Probing the mechanical organization of k-fiber microtubule bundles within the mammalian mitotic spindle via targeted laser ablation and speckle microscopy

In dividing cells, a self-assembling microtubule-based machine called the mitotic spindle segregates chromosomes, ensuring that each new daughter cell has exactly one copy of its genetic information. Spindle microtubule organization imparts shape and structural robustness. For example, bundles of microtubules called kinetochore-fibers (k-fibers) attach chromosomes to the spindle and exert force to align and ultimately segregate them. Thus, the mechanical integrity of the k-fiber is critical to spindle function, yet its organization is not well-understood.

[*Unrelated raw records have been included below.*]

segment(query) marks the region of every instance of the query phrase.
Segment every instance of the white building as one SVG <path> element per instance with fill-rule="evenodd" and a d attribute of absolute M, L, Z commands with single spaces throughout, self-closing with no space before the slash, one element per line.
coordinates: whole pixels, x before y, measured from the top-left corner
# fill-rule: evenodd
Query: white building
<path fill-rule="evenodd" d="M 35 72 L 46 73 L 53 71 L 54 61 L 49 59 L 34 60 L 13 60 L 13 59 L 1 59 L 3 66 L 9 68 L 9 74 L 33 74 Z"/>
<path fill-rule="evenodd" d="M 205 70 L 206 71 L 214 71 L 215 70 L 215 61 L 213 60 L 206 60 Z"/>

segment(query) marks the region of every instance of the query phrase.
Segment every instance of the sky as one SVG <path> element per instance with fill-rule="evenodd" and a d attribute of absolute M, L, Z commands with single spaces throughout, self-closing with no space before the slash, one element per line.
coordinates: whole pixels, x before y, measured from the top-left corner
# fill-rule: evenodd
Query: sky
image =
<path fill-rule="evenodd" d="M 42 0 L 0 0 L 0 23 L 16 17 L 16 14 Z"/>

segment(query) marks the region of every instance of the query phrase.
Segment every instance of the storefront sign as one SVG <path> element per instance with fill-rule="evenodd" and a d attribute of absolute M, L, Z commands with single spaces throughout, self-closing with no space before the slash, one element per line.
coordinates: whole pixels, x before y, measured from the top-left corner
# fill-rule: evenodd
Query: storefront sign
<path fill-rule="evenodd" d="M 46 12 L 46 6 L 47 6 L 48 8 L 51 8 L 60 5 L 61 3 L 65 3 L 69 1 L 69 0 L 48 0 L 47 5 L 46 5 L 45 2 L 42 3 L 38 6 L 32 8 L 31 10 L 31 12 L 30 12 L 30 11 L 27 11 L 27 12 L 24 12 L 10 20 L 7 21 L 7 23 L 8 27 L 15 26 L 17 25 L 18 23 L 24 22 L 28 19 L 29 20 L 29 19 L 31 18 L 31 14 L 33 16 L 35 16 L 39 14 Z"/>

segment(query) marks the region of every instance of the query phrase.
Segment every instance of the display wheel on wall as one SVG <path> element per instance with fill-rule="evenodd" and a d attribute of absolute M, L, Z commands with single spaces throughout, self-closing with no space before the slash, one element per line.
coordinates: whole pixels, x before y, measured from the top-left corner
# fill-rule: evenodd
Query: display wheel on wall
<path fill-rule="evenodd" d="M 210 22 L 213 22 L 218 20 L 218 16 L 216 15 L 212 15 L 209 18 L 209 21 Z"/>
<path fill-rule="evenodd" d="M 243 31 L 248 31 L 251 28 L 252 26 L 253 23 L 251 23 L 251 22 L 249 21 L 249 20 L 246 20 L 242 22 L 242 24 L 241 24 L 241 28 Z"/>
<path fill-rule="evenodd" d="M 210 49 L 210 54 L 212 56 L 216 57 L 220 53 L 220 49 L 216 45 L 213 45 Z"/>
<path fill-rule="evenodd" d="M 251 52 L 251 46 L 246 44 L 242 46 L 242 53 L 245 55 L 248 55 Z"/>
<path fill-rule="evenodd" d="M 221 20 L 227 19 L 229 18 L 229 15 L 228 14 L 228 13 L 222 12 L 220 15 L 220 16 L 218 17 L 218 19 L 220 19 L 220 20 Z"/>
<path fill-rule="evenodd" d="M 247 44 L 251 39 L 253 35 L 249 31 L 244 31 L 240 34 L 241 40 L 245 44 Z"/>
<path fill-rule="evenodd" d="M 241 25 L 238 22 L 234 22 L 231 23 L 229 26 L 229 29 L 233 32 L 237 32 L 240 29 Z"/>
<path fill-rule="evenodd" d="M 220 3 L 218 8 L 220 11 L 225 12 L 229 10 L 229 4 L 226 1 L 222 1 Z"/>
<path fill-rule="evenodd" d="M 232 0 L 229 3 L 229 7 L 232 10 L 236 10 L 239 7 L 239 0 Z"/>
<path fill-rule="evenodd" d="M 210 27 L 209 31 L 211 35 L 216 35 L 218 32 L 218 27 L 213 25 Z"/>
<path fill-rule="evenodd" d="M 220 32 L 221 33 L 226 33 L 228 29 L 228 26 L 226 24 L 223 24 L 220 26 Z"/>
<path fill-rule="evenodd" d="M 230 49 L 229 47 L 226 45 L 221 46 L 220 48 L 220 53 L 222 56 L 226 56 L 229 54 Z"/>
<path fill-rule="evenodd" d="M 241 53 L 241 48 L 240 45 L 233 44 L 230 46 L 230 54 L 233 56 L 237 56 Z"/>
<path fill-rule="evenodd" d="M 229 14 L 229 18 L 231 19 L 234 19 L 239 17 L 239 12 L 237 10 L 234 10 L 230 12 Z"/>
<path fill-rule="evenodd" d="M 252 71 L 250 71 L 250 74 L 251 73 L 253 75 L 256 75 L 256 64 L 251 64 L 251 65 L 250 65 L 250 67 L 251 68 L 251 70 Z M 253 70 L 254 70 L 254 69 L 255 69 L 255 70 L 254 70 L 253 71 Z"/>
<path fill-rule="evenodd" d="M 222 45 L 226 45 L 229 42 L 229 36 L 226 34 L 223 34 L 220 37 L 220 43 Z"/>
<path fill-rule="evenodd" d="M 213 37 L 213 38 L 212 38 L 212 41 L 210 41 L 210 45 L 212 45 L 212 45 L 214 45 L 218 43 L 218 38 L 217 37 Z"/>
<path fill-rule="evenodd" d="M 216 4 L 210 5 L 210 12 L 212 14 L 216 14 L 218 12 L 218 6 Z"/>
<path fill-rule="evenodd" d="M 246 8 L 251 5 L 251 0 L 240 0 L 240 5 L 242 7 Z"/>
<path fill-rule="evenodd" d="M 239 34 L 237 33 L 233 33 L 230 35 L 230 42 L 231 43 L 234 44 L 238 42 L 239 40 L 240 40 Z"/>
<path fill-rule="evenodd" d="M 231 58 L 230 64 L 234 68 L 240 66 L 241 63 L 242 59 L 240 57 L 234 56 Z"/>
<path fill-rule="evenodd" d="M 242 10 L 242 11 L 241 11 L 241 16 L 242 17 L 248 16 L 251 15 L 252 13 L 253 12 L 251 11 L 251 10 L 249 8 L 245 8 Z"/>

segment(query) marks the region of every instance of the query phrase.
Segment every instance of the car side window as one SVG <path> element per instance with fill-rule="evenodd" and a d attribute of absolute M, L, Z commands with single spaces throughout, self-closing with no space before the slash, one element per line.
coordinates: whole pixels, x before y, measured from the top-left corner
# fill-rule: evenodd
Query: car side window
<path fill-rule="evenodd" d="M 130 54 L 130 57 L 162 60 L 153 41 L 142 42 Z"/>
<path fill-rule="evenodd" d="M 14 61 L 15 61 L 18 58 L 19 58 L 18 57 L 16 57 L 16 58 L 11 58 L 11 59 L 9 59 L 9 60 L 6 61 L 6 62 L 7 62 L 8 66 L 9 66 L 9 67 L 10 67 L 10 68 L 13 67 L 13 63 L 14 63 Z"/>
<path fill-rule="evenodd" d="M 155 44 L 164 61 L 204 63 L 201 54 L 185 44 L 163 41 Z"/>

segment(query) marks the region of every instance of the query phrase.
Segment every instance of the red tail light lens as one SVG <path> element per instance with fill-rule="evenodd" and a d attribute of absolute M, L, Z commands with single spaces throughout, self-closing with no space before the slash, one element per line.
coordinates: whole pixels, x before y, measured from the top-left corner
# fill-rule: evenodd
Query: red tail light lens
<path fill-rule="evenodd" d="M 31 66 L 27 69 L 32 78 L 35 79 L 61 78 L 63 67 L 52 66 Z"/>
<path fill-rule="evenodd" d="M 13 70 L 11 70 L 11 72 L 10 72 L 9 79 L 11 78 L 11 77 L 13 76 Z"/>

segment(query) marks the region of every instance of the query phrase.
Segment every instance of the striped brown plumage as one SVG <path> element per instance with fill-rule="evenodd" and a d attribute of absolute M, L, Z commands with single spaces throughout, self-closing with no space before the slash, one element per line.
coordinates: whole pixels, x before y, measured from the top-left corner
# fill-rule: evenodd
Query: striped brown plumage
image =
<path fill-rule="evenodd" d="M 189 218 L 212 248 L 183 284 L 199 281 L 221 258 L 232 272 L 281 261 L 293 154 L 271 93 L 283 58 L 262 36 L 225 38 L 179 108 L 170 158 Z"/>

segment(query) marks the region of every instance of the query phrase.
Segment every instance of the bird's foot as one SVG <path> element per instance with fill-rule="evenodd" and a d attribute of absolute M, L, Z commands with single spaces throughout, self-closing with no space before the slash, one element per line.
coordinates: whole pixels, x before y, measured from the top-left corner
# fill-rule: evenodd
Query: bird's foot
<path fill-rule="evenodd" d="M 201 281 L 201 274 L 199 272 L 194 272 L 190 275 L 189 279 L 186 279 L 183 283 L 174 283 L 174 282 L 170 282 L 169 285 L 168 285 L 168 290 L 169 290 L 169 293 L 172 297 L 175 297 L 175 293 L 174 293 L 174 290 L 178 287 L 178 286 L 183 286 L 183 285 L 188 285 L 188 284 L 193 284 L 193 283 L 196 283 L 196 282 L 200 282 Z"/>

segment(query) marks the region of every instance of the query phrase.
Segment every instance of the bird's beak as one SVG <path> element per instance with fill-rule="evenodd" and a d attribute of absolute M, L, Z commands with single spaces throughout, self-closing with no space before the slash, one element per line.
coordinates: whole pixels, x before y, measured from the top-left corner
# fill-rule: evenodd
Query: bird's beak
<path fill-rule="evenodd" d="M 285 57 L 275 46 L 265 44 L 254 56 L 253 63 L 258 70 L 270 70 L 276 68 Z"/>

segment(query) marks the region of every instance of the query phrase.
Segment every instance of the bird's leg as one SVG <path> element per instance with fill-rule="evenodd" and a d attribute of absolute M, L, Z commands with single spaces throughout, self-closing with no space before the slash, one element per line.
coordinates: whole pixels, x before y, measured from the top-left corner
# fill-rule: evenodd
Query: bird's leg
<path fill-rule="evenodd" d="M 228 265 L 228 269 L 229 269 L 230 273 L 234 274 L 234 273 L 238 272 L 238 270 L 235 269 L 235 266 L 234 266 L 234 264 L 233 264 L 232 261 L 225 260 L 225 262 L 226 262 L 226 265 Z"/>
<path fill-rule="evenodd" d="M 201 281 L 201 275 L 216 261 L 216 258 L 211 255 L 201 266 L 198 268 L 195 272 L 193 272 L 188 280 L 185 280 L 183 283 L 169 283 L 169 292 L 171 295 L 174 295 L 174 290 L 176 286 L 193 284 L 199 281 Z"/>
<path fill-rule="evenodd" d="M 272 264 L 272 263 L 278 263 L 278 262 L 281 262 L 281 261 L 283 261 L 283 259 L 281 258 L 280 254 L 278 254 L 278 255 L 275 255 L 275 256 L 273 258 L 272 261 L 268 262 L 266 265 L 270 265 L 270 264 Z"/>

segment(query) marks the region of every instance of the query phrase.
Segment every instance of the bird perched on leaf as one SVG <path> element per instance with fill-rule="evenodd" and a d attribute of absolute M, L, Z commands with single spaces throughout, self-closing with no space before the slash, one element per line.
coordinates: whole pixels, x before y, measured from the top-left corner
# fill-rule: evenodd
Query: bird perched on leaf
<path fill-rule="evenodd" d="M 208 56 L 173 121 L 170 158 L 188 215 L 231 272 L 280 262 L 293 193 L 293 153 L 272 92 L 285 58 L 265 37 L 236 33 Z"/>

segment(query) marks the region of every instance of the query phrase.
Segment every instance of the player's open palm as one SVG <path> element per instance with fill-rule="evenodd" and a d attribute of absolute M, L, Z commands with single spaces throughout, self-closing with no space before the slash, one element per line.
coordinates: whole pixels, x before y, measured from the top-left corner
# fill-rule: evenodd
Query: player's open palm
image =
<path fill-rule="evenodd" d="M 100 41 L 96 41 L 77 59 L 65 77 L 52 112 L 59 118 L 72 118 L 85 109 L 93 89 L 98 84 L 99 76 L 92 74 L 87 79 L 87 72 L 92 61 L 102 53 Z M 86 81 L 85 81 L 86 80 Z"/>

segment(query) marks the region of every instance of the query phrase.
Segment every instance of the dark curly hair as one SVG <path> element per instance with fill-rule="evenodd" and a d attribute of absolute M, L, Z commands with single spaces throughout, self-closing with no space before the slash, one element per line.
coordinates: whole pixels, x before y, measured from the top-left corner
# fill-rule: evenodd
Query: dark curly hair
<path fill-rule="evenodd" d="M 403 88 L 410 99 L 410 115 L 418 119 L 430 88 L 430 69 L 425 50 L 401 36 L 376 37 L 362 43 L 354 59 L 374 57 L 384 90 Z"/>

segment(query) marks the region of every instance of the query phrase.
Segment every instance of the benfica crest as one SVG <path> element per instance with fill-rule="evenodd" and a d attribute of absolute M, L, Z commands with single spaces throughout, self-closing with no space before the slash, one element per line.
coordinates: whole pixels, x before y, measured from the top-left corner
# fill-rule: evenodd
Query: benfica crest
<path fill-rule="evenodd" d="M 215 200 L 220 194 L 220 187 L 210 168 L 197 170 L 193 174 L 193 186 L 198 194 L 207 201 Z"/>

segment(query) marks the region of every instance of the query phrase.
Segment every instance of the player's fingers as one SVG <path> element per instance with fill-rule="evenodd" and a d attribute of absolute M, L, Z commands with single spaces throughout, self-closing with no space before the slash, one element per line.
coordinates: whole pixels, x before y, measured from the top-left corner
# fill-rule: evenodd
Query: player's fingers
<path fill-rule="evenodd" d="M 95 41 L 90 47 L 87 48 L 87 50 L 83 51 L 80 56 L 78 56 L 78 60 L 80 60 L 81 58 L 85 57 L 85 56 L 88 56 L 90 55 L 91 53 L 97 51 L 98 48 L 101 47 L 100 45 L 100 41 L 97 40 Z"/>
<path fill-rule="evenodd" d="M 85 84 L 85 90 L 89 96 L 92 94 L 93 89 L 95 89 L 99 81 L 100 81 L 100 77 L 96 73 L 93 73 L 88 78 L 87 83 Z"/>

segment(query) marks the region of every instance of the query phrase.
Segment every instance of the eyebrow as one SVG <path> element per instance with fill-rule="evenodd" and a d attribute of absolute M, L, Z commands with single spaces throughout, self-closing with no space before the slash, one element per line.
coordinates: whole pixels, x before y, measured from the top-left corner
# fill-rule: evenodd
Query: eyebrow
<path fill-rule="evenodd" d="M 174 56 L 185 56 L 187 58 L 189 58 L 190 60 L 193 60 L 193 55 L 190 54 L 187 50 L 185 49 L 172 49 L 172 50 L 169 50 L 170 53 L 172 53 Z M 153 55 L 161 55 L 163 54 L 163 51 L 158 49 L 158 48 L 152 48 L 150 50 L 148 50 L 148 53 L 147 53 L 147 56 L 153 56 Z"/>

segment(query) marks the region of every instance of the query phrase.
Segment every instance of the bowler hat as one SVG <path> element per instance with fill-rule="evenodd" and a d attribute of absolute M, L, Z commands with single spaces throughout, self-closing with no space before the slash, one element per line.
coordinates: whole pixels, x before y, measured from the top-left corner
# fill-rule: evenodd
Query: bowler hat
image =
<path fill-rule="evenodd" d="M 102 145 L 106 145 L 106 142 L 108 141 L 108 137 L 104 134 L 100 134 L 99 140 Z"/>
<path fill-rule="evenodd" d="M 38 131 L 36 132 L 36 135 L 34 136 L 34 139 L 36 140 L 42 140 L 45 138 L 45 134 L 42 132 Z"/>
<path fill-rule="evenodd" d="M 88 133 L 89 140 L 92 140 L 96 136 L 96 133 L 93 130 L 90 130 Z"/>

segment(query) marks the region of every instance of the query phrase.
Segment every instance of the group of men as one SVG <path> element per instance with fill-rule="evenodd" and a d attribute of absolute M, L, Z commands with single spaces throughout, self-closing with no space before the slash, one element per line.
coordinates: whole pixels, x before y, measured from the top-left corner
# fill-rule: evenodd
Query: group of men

For example, we do not fully understand how molecules that crosslink microtubules along k-fiber lengths contribute to overall k-fiber mechanics, nor whether k-fiber microtubules remain rigidly associated or fluidly slide past each other in response to spindle dynamics. To address these questions, we are probing the mechanics of inter-microtubule associations within the k-fiber by single-molecule speckle microscopy and by severing k-fibers via laser ablation. Our initial results suggest that k-fiber microtubules associate along their lengths and primarily act in the spindle as single rigid objects, but that connections between their microtubules are weak enough to be disrupted by our mechanical perturbations.